There is a common complaint among adults when talking about a new generation of children.
"They're rude and presumptive, self-absorbed and unappreciative."
Those are the major points, anyway.
For adults who are reading this, be warned that your parents weren't always happy with your attitude either.
Nevertheless, the phrases "Yes, sir" and "Yes, ma'am" are seldom heard these days, and there are legions of young people who seem ruthless in the pursuit of rudeness.
The staff at the Warren Area Elementary Center have taken a week to stress things like manners, polite speech and behavior, even kindness.
Who knows if the effort will have a lasting effect on sufficient numbers of children that we adults may notice some change in the attributes that drive us crazy, but at least it's an effort.

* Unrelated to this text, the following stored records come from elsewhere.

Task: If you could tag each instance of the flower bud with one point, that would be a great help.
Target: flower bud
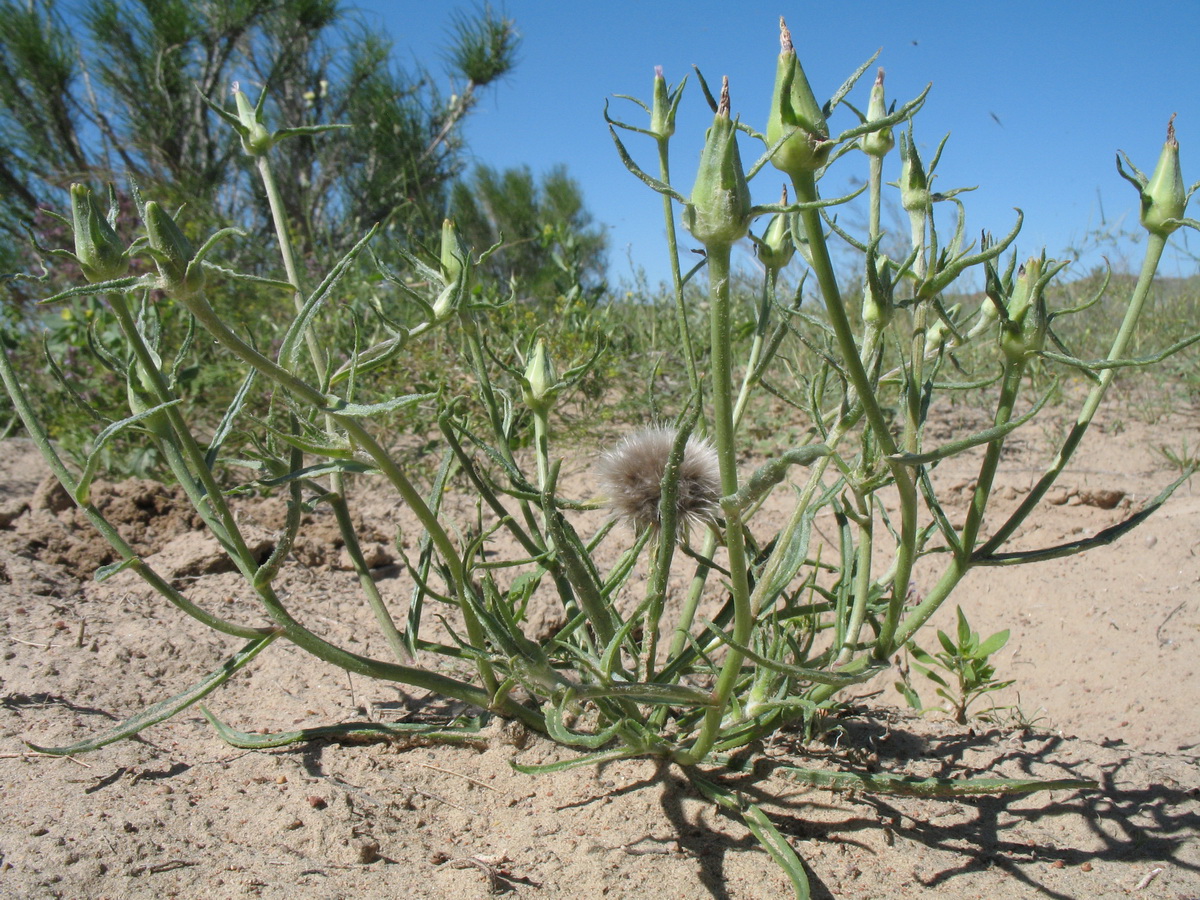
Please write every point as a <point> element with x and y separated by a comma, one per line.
<point>256,139</point>
<point>877,143</point>
<point>1164,198</point>
<point>796,115</point>
<point>453,252</point>
<point>940,334</point>
<point>100,252</point>
<point>1026,327</point>
<point>915,195</point>
<point>777,247</point>
<point>663,111</point>
<point>719,211</point>
<point>540,379</point>
<point>173,252</point>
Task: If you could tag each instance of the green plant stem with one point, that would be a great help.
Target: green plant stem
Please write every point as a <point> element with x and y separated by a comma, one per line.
<point>42,441</point>
<point>204,313</point>
<point>689,354</point>
<point>862,588</point>
<point>807,192</point>
<point>735,535</point>
<point>875,193</point>
<point>210,502</point>
<point>279,216</point>
<point>1155,246</point>
<point>336,479</point>
<point>760,336</point>
<point>1005,405</point>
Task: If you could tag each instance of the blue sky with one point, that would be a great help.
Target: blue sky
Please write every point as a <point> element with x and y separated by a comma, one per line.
<point>1037,99</point>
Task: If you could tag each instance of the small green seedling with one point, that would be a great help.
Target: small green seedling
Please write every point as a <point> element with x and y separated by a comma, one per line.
<point>969,672</point>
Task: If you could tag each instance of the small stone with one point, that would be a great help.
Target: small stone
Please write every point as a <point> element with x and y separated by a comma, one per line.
<point>366,849</point>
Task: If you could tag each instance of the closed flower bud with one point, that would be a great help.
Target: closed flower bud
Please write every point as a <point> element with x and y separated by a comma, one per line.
<point>663,109</point>
<point>877,143</point>
<point>719,211</point>
<point>1026,327</point>
<point>915,195</point>
<point>796,115</point>
<point>100,252</point>
<point>453,253</point>
<point>1165,196</point>
<point>777,247</point>
<point>256,139</point>
<point>540,379</point>
<point>940,333</point>
<point>172,252</point>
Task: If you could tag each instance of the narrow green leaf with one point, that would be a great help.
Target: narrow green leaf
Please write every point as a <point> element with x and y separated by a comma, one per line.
<point>353,732</point>
<point>166,708</point>
<point>912,786</point>
<point>357,411</point>
<point>762,828</point>
<point>991,645</point>
<point>107,571</point>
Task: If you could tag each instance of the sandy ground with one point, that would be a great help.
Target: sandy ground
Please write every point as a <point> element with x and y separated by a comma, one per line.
<point>1104,651</point>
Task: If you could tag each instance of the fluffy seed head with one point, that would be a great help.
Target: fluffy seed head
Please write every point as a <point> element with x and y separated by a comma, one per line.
<point>631,475</point>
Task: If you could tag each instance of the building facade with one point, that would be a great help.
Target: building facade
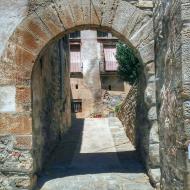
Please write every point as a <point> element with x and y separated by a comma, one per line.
<point>95,86</point>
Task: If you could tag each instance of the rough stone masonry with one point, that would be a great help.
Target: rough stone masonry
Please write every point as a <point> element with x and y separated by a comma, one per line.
<point>29,27</point>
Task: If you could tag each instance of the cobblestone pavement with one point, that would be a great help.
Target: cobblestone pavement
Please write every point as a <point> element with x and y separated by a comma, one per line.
<point>94,155</point>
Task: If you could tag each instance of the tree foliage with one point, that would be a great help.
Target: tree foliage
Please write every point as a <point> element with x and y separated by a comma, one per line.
<point>129,65</point>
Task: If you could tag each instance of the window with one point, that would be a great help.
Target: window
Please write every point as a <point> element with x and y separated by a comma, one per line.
<point>110,60</point>
<point>76,106</point>
<point>74,34</point>
<point>102,34</point>
<point>75,58</point>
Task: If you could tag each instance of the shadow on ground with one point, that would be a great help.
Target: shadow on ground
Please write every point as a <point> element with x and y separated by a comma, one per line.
<point>66,160</point>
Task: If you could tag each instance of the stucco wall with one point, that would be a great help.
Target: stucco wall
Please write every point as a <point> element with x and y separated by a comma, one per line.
<point>51,104</point>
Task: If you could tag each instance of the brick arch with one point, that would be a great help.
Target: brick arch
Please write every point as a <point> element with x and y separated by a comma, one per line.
<point>44,25</point>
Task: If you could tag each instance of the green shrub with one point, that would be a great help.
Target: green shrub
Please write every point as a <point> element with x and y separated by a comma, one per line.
<point>117,108</point>
<point>129,65</point>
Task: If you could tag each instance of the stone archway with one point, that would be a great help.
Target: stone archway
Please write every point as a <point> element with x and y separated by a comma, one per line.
<point>39,29</point>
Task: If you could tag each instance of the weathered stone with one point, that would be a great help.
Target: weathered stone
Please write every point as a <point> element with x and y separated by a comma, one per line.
<point>152,114</point>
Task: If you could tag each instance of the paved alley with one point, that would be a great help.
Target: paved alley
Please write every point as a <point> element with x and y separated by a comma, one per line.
<point>94,155</point>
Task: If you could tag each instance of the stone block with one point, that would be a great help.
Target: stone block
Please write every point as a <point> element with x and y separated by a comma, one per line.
<point>147,52</point>
<point>7,73</point>
<point>35,25</point>
<point>15,124</point>
<point>150,94</point>
<point>152,114</point>
<point>154,136</point>
<point>154,156</point>
<point>143,35</point>
<point>122,16</point>
<point>7,99</point>
<point>23,142</point>
<point>155,175</point>
<point>65,13</point>
<point>186,109</point>
<point>109,10</point>
<point>23,95</point>
<point>77,12</point>
<point>27,41</point>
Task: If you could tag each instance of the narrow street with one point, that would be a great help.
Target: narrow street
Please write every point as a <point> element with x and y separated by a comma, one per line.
<point>94,155</point>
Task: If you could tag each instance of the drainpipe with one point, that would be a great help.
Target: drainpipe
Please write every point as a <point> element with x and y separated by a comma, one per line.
<point>62,62</point>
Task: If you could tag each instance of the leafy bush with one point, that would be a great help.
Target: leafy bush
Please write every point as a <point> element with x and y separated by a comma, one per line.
<point>129,65</point>
<point>117,108</point>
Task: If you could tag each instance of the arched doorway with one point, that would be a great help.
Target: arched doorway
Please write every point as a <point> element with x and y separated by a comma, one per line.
<point>45,25</point>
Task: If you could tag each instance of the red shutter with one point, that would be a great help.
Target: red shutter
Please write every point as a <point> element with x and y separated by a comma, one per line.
<point>75,61</point>
<point>110,60</point>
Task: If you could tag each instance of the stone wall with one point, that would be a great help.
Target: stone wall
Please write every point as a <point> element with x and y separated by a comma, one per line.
<point>51,101</point>
<point>142,130</point>
<point>172,39</point>
<point>127,114</point>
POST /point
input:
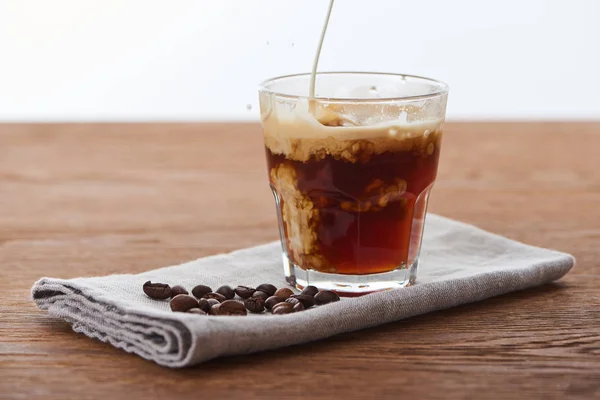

So, why is this being presented by the schools? Isn't this the role of parents and therefore an intrusion into the parent/child relationship?
Answer 1: It's being presented in the schools because, apparently, it isn't adequately taught elsewhere.
Answer 2: No.
For those who complain about schools overstepping their bounds in the fostering of social and cultural mores, let us remind them that in the "good old days" manners and decorum, kindness and compassion were common lessons in school, just as a few classes in penmanship were also de rigueur.
Are we pining for the days of blackboards, inkwells and one-room schools?
But we do appreciate the effort at WAEC to restore some of the manners an older generation took for granted.